Quelles sont donc ces raisons ?
• Nous parlons-là des transferts de compétence scolaire aux intercommunalités qui avancent, et qui dépossèdent tout simplement le maire de la décision concernant sa commune.
• Nous parlons-là des communes nouvelles qui transforment de petites communes en quartiers de grandes unités géographiques (souvent les anciennes intercommunalités) ou de petites villes. Là encore, le maire du petit village n’existant plus, il ne peut plus consentir ou refuser la fermeture. C’est un maire bien différent, éloigné, responsable d’une administration, qui décidera.
• Nous parlons là des conventions ruralités qui continuent de se signer, là aussi sans imposition autoritaire contre les maires, mais plaçant l’élu dans un marché piégé entre maintien de poste et acceptation dans les trois ans de réduction de sites, de fusion géographique de sites de RPI… C’est un comité de pilotage, composé en majorité des représentants administratifs (préfecture, dsden, rectorat...) tous aux ordres d’une logique de diminution des dépenses publiques, et de seulement deux représentants de maires, qui sera à la manœuvre pour négocier/pressurer, et au final convaincre, de la nécessité de fusionner au nom d’une qualité meilleure du service.
• Nous parlons-là d’un contexte de fragilisation qui offre à ces processus une grande efficacité :
-baisses démographiques parce que la population d’une petite commune n’est souvent pas stable.
-Nécessités de mise aux normes des locaux scolaire d’autant plus difficiles à financer que les budgets sont rognés.
-Isolement des maires amenés à prendre des décisions lourdes sans consultation des citoyens (les décisions de passer en communes nouvelles se sont faites hors de toute période électorale),
-arrêt massif des vocations pour être maire aux prochaines élections.

Eurêka ! on peut « en même temps » dire « Pas de fermeture d’école sans accord du maire »... et en même temps fermer quand même puisque, quand il n’existe tout simplement plus, le maire ne décide plus ni d’un accord ni d’un désaccord. Quand il existe encore on fait tout pour lui inculquer l’idée qu’il faut une école pour sa commune plutôt que dans sa commune (Rapport Duran sur les conventions ruralité). Et on obtient un accord désespéré, mais un accord.

Le processus engagé de suppression des écoles qui conduit à l’émergence d’écoles privées sous ou hors contrat, partout où le service public recule de cette façon, a de beaux jours devant lui, malgré l’assurance et le regard droit du président.

Ce processus est d’ailleurs vanté, appuyé par le ministre lui-même, lorsqu’il ose soutenir officiellement la création de l’école privée hors contrat du MEDEF sur Le Mans (Ouest France de cette semaine) comme modèle à développer !

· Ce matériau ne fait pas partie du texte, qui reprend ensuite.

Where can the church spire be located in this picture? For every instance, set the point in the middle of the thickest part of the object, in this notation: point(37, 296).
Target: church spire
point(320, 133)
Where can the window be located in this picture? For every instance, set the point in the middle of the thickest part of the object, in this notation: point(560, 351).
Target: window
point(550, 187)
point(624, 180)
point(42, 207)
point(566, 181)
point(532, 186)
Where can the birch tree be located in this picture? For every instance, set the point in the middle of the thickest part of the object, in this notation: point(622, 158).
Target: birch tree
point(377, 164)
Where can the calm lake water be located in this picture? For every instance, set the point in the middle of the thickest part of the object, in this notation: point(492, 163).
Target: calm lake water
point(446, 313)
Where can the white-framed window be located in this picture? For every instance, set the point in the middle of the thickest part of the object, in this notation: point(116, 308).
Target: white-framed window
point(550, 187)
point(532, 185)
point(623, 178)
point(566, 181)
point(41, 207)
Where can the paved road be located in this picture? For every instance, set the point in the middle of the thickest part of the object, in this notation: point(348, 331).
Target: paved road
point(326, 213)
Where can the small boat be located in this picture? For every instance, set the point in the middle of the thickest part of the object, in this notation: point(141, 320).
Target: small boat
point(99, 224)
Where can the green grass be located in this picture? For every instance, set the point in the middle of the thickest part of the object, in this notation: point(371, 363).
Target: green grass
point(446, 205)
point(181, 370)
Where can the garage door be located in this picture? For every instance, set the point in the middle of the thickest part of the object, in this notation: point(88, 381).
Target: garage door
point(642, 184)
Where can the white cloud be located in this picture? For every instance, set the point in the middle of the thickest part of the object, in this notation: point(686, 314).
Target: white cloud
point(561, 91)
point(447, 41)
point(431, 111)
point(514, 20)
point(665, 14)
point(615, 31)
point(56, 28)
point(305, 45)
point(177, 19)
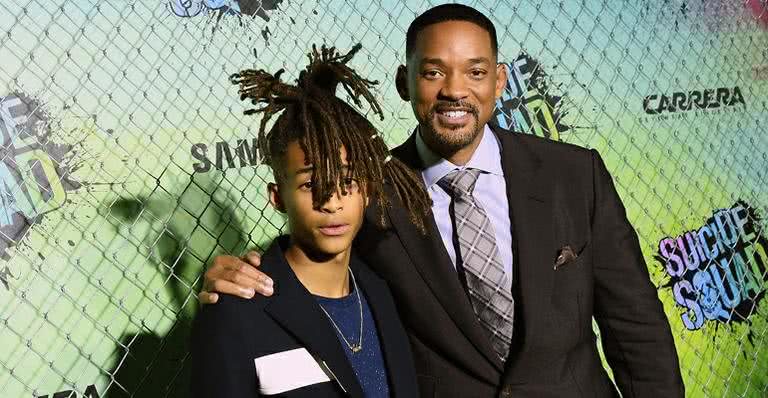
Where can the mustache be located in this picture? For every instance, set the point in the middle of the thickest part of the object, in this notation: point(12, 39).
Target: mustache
point(464, 105)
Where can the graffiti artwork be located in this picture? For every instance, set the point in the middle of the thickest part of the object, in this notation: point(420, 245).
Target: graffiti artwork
point(34, 171)
point(528, 103)
point(718, 271)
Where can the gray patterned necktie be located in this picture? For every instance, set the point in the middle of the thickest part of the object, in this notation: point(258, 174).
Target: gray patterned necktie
point(490, 290)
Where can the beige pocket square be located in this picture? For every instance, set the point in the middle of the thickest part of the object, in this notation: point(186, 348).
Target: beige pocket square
point(565, 255)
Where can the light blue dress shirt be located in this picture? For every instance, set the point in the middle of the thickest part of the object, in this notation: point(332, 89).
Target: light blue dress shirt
point(490, 191)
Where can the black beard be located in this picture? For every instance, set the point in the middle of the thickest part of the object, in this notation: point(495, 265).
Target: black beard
point(441, 144)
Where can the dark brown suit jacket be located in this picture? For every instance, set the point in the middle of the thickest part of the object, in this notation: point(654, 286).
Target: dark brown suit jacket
point(559, 195)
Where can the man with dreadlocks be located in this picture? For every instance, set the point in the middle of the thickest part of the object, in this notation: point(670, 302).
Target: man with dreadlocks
point(331, 329)
point(527, 242)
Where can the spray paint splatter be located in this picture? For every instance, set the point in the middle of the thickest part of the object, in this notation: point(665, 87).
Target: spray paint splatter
point(222, 8)
point(532, 101)
point(35, 169)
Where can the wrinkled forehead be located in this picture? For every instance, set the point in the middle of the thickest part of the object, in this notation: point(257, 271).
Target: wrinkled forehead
point(452, 40)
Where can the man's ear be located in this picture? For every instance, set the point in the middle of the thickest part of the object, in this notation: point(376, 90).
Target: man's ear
point(401, 82)
point(274, 197)
point(501, 79)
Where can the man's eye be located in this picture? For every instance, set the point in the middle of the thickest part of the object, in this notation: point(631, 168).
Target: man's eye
point(477, 73)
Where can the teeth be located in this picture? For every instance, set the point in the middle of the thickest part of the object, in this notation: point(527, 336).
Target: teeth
point(455, 114)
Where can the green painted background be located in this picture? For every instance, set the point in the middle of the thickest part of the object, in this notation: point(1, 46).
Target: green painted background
point(101, 287)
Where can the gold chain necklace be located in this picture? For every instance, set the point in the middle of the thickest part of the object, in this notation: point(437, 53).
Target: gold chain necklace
point(353, 347)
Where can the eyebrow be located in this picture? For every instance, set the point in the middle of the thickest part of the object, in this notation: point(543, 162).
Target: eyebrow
point(308, 169)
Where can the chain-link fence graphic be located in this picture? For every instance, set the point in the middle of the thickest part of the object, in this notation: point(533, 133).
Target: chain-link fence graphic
point(127, 164)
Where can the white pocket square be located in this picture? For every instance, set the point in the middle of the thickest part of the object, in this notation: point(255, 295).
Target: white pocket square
point(288, 370)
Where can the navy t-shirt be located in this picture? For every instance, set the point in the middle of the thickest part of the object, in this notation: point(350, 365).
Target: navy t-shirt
point(368, 363)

D’où vient cette partie d’échec perdante pour l’école publique, dans laquelle le roi se suicide lui-même ? Lisez les travaux sur lesquels s’appuient ces politiques. Ils proviennent de think tank comme l’institut Montaigne (qui reçoit toutes les félicitations de Jean Michel Blanquer) ou Terra Nova, composés de fondamentalistes libéraux.

Ces lobbyistes fournissent le prêt à penser de notre PDG de la Holding France et de ses agences « Maisons France services » aussi annoncées ce jeudi. De façon transversale à tous les domaines de la fonction publique, éducation, santé, social... la même posture est assumée par les ministres : un discours de principe, de communication, dans lequel
• on compatit à l’injustice dénoncée,
• on accorde confiance aux acteurs de terrain,
• on se targue de visée émancipatrice,
mais qui, dans un jeu de billard à 5 bandes, installe dans le même temps des processus
• de déshumanisation,
• d’oppression,
• de contrôle et de musellement démocratique.

Réveillons l’école. Réveillons-nous, mobilisons-nous, le 1er mai, le 9 mai, le 18 mai à Paris et après.

Ne laissons pas les fossoyeurs de l’École Publique, gratuite et laïque poursuivre plus longtemps et plus avant leur « œuvre » de destruction systématique au profit du privé.

Ne laissons pas « notre ministre » déposséder le pays de son école publique.